Numa publicação partilhada na rede social Twitter, César Nakasaki refere que Fujimori, a cumprir uma pena de 25 anos de prisão por crimes contra a humanidade, apresenta “um problema sério de saturação de oxigénio” que não foi possível tratar com a assistência que recebeu na prisão.

Segundo o congressista Alejandro Aguinaga, médico pessoal de Fujimori, em declarações ao jornal El Comercio, o ex-governante continua internado porque o problema de saturação “tem sido recorrente” nos últimos meses.

Foi transferido durante a noite [de sexta-feira] para uma clínica. Estava a dessaturar. Ultimamente, há pelo menos quatro meses, tem momentos em que a saturação baixa muito e está praticamente dependente de oxigénio ao final da tarde”, explicou.

De acordo com Alejandro Aquinaga, os problemas de saúde de Fujimori, de 83 anos, são acompanhados pelas enfermeiras da prisão de Lima, onde cumpre pena, mas quando a situação se prolonga, o ex-governante deve ser transferido para uma clínica.

Também na sexta-feira, o Governo do Peru aprovou apresentar ao Chile seis pedidos para prorrogação da extradição de Fujimori, para que este seja processado por homicídio, lesões graves, sequestro e corrupção.

O ex-governante foi detido em 2005 no Chile e extraditado para o Peru em 2007, para ser processado por crimes de corrupção e contra a humanidade, o que culminou em várias sentenças, uma das quais a 25 anos de prisão pelos assassinatos em Barrios Altos e La Cantuta, em 1991 e 1992, respetivamente, cometidos pelo grupo militar secreto Colina.

Dado que a extradição obedece a um mecanismo de cooperação internacional, o país que detém o suspeito tem que aprovar os casos pelos quais será julgado no local de destino.

Nesse sentido, as resoluções que pedem a prorrogação da extradição foram referendadas pelos ministérios nos Negócios Estrangeiros e da Justiça, e dizem respeito às investigações de outros assassinatos cometidos pelo grupo Colina.
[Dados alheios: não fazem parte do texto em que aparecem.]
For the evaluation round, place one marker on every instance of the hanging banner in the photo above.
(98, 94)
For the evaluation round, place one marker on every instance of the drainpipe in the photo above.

Além disso, por suposta execução extrajudicial durante o resgate, em 1997, dos reféns que o Movimento Revolucionário Tupac Amaru fez na residência do embaixador japonês nesse ano, o sequestro e desaparecimento de um fugitivo à justiça, assim como por crimes de corrupção como associação criminosa para cometer delito e peculato doloso em prejuízo do Estado peruano.

Os pedidos de prorrogação da extradição foram apresentados pelo Segundo Juízo Penal Supraprovincial e por cinco tribunais especiais do Tribunal Superior de Justiça de Lima.